2. A study assessing the safety/effectiveness of VIP in the treatment of ARDS related to sepsis, VIP demonstrated a successful course during intensive care and successfully removal from mechanical ventilation and discharged from intensive care. It also demonstrated a safety profile consistent with previous studies in normal volunteers.

The study showed that VIP is a promising treatment of other infectious conditions that damage the pulmonary epithelium, particularly COVID-19.

3. A randomized double-blind trial assessing the safety and efficacy of intravenous Aviptadil demonstrated that Aviptadil patients treated with high flow nasal cannula were 35% - 46% more likely to recover, return home, and survive to 28 days compared to placebo-treated patients, with a trend level of significance.

Aviptadil patients additionally demonstrated a highly statistically significant and clinically dramatic ten-day reduction in hospitalisation time.

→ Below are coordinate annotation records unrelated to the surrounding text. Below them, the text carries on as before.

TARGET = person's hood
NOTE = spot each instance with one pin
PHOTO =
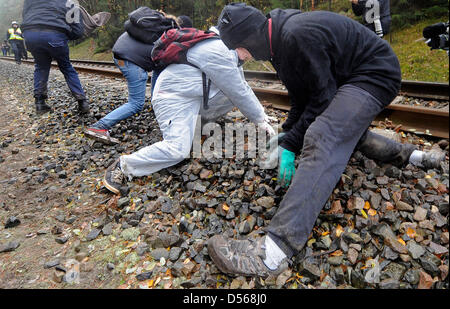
(279, 18)
(241, 25)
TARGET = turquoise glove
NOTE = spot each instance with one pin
(287, 167)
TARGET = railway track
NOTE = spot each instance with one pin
(414, 119)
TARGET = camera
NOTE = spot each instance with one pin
(437, 36)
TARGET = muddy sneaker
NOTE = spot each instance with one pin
(241, 257)
(100, 136)
(433, 158)
(114, 178)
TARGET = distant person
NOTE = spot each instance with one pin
(133, 58)
(179, 100)
(339, 76)
(376, 14)
(15, 38)
(47, 30)
(5, 48)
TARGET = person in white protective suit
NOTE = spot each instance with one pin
(178, 101)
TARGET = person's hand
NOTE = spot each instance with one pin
(287, 167)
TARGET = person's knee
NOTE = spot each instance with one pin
(179, 149)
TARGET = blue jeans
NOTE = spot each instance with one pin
(155, 75)
(45, 47)
(137, 83)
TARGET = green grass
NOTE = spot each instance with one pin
(417, 61)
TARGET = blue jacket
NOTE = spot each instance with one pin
(54, 15)
(127, 48)
(360, 9)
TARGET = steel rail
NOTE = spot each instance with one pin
(419, 120)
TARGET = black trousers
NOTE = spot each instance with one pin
(328, 145)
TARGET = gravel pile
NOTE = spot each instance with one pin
(383, 227)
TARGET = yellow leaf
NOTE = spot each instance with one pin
(150, 283)
(411, 233)
(337, 253)
(364, 213)
(372, 212)
(339, 230)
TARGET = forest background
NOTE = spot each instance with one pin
(409, 17)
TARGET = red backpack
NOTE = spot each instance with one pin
(172, 47)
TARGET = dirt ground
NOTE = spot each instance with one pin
(37, 205)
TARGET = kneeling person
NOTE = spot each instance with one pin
(177, 103)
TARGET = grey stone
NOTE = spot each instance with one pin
(175, 253)
(438, 249)
(93, 234)
(394, 271)
(389, 283)
(415, 250)
(412, 276)
(12, 222)
(51, 264)
(352, 238)
(420, 214)
(107, 229)
(124, 201)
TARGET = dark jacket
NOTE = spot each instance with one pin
(51, 14)
(360, 9)
(127, 48)
(315, 53)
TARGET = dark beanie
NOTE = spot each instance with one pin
(241, 25)
(185, 21)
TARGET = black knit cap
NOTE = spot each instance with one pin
(185, 21)
(241, 25)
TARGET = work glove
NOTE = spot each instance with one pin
(287, 167)
(267, 127)
(275, 140)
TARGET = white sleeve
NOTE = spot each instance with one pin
(221, 66)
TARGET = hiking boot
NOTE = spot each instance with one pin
(41, 107)
(114, 178)
(433, 158)
(241, 257)
(83, 106)
(100, 135)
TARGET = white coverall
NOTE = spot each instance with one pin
(178, 100)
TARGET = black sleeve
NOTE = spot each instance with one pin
(359, 8)
(312, 65)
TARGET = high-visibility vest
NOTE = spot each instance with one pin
(13, 35)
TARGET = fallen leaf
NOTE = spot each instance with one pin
(411, 233)
(337, 253)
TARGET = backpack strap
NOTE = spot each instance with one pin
(206, 91)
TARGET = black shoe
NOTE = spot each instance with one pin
(41, 107)
(433, 158)
(241, 257)
(83, 106)
(114, 178)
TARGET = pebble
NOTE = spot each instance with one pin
(10, 246)
(12, 222)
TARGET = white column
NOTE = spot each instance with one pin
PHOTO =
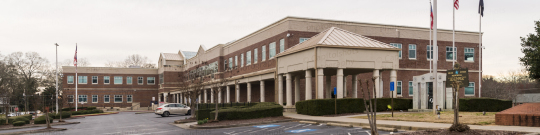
(219, 95)
(289, 89)
(211, 95)
(393, 78)
(320, 84)
(355, 85)
(249, 92)
(237, 92)
(296, 89)
(376, 76)
(228, 94)
(308, 84)
(262, 90)
(329, 89)
(339, 82)
(205, 96)
(280, 89)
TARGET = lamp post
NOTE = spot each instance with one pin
(56, 76)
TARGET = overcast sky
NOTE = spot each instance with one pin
(111, 30)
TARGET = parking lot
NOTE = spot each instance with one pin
(126, 123)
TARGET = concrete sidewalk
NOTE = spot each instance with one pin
(404, 124)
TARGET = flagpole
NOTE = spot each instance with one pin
(436, 57)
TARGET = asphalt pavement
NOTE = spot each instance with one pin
(126, 123)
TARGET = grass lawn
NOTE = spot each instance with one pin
(471, 118)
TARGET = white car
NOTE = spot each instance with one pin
(172, 108)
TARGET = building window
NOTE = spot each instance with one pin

A randomized, double-blind, comparative Phase III clinical trial assessed the efficacy and safety of Intravenous Aviptadil as an add-on to the “Standard of Care” treatment in severe COVID-19 patients with respiratory failure. It was observed that-

An earlier resolution from the respiratory failure, with a median duration of 7 days was noted in the Aviptadil-treated group as compared to 14 days in the placebo group.
A higher proportion of patients on Aviptadil shifted to the milder clinical state (32.43% vs 17.80%; p=0.0410 on Day 3 and 70.27% vs 45.21%; 0.0035 on Day 7) without the requirement of oxygen than the placebo group.
A reduction of severity (based on WHO 7-point ordinal scale) in clinical status were also observed on Day 14 (p = 0.0005 by Wilcoxon rank sum test) & Day 28 (p = 0.0009 by Wilcoxon rank sum test).
Aviptadil reduced the risk of death by 20% (relative risk 0.80; 95% CI: 0.35, 1.66) in ARDS.
Patients treated with Aviptadil demonstrated significant improvement in PaO2/FiO2 ratio vs. placebo from day 2 to over the week (p< 0.05) and beyond. There were 15 deaths in the Aviptadil group and 18 deaths in the placebo group.

In conclusion, the use of Aviptadil was safe and effective in improving the resolution of respiratory failure, shortening the time to recovery, decreasing respiratory distress and preventing death in respiratory failure patients.

Incompatibilities	Not Applicable
Shelf-life	9 months
Packaging information	Vial of 10 ml
Storage and handing instructions	Store in a refrigerator (20C – 80C). Protect from light. Keep out of reach of children. Do not use in case any foreign particulate matter is observed inside the vial. Do not freeze.
Details of manufacturer	Zuventus Healthcare Ltd, Mumbai. Block No. 33/1, Kanchan Pharma House, N. H. No. 08, Aslali, Taluka Daskroi, District Ahmedabad - 382 427. At : 141-142, Gallops Industrial Park, Plot No. G/5 & G/6, Vasna-Chacharvadi, Taluka Sanand, District Ahmedabad - 382 210. Registered Trade Mark of Zuventus.